As with many of us, Lilith’s actions stemmed directly from her own feelings of worthlessness. She must have believed that she was less than Adam. It was her lack of faith in her own beautiful feminine power and her own Divinity which made her see him as superior and to interpret the command to bow to him as proving her inferiority. Perhaps she did try to steal his power to fill the void she thought she had inside her. The great tragedy is that she never saw that doing so was quite unnecessary.
In the Eastern countries of the world, it is the great masters who bow first to their students. The host and hostess bow to the guests coming into their homes. They are not bowing because they are inferior but because they are acknowledging the Divinity in the other person. If the Dalai Lama should bow to you, would you see it as a sign of weakness in him? Surely you would see it as a sign of his great stature, compassion and spiritual humility.

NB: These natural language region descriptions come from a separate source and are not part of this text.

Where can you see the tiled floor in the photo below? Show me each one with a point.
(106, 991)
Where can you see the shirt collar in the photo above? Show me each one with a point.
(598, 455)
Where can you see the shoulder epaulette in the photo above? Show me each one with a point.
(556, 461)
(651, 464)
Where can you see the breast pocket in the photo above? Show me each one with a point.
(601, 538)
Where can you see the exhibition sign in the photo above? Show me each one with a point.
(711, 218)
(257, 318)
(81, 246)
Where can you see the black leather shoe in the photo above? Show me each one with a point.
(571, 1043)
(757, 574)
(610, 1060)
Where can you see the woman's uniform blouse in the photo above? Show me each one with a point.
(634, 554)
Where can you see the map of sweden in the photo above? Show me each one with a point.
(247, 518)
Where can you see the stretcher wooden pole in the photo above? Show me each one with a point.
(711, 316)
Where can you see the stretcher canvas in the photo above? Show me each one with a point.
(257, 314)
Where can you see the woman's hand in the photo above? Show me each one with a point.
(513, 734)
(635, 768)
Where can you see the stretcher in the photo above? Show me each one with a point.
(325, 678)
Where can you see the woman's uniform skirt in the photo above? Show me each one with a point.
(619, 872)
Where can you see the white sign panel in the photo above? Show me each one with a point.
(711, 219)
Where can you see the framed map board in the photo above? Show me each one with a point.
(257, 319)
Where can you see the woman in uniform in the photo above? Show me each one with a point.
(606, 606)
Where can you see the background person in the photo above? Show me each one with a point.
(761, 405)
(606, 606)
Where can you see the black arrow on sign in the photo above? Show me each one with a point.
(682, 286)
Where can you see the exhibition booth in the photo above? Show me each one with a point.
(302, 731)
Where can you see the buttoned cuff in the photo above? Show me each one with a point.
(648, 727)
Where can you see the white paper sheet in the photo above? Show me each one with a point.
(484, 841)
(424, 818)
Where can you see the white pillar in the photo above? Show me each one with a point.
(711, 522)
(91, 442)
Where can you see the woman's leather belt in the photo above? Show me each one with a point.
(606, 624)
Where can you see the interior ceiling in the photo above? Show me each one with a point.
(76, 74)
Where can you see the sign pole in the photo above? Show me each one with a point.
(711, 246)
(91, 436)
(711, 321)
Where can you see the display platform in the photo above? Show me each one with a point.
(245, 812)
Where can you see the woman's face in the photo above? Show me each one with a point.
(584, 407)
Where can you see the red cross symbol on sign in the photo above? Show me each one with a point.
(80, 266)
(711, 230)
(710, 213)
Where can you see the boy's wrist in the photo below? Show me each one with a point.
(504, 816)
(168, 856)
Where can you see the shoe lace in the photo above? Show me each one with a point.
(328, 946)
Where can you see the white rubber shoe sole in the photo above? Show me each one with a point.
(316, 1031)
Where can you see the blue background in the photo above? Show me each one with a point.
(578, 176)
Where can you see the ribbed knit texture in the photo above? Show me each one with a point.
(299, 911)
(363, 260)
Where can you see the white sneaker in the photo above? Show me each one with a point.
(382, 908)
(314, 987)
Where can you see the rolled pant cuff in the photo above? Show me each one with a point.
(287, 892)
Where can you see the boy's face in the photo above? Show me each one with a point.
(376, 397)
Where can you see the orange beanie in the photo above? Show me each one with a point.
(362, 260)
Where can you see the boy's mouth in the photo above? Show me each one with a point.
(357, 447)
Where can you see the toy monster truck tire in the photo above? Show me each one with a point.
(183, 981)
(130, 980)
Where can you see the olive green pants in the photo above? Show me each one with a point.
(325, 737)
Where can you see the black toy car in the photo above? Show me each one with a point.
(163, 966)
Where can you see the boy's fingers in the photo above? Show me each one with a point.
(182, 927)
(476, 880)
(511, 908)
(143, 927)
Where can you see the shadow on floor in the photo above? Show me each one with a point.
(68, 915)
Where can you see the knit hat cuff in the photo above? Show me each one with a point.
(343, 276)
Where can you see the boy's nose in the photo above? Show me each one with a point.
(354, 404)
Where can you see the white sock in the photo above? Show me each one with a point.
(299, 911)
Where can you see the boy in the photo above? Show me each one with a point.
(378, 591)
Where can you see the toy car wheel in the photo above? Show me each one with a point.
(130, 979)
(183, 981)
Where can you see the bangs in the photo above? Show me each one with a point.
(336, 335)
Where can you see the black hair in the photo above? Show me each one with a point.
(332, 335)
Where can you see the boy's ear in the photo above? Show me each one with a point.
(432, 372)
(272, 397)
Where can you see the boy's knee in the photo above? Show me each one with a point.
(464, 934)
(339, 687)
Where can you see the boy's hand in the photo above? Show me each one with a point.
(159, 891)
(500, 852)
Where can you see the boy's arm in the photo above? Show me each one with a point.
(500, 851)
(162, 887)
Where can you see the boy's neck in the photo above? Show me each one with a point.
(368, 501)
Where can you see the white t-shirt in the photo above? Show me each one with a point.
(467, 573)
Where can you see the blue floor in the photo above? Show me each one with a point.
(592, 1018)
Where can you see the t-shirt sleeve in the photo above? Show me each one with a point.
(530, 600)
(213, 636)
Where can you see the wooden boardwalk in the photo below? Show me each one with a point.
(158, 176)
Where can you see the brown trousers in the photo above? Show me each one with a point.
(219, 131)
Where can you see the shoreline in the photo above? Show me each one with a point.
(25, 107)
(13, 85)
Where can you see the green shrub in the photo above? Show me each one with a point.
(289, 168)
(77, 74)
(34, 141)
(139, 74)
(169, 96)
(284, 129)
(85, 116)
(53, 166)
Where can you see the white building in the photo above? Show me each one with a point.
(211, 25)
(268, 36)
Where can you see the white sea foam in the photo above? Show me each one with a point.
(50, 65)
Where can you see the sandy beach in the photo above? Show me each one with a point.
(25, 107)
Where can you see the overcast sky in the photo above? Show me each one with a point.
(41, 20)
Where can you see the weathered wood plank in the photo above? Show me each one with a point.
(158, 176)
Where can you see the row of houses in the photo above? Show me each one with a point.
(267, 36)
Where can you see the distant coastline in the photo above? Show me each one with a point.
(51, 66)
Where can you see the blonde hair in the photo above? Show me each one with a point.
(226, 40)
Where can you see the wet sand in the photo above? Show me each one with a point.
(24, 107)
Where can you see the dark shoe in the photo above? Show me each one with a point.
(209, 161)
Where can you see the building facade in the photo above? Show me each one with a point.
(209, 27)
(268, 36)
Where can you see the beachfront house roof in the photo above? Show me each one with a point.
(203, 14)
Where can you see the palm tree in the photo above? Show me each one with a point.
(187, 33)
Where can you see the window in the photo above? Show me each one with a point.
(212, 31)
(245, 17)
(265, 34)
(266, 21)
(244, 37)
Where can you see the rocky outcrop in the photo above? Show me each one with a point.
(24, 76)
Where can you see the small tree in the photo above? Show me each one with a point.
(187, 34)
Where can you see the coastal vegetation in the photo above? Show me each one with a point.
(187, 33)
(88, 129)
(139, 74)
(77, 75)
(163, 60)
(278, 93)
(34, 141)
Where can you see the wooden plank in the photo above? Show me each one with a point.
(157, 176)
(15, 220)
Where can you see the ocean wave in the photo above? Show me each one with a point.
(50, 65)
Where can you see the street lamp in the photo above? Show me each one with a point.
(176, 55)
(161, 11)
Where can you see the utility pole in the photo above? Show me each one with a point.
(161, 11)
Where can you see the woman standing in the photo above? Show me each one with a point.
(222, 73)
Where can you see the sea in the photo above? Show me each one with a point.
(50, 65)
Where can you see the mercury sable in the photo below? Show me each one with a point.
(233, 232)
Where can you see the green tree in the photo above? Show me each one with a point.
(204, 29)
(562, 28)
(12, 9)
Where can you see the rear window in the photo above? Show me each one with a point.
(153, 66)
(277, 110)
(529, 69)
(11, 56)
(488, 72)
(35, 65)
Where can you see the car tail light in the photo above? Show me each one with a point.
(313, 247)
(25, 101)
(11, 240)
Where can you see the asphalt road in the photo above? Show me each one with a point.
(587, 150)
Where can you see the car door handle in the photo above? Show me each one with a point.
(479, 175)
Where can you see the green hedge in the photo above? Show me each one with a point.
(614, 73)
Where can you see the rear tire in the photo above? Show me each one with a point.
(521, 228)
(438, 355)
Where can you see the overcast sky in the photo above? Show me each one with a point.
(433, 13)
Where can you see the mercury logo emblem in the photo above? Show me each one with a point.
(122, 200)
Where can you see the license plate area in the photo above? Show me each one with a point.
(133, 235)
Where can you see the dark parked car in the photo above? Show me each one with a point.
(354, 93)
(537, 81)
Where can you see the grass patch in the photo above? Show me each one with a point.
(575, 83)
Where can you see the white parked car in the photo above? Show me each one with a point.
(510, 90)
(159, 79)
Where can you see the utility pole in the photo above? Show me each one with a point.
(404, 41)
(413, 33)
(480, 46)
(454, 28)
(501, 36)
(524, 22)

Had Lilith understood the nature of the Divine within all of us, she would happily have bowed first to Adam, knowing that by being the first human to acknowledge the Divinity in another, she was Divine herself. As it was, she only saw his power and felt the lesser because of it.
That was the fall. It had nothing to do with apples.
Her lesson for women is to have enough faith in ourselves to go our own way without trying to ape the male path or steal his power. We don’t have to take the men’s service (though we may, of course, work with men in the same services). We are daughters of God and we can create our own rituals which are appropriate both to us and to the rest of the world—just as the women of ancient times did in the days before they came to believe the fiction of inequality.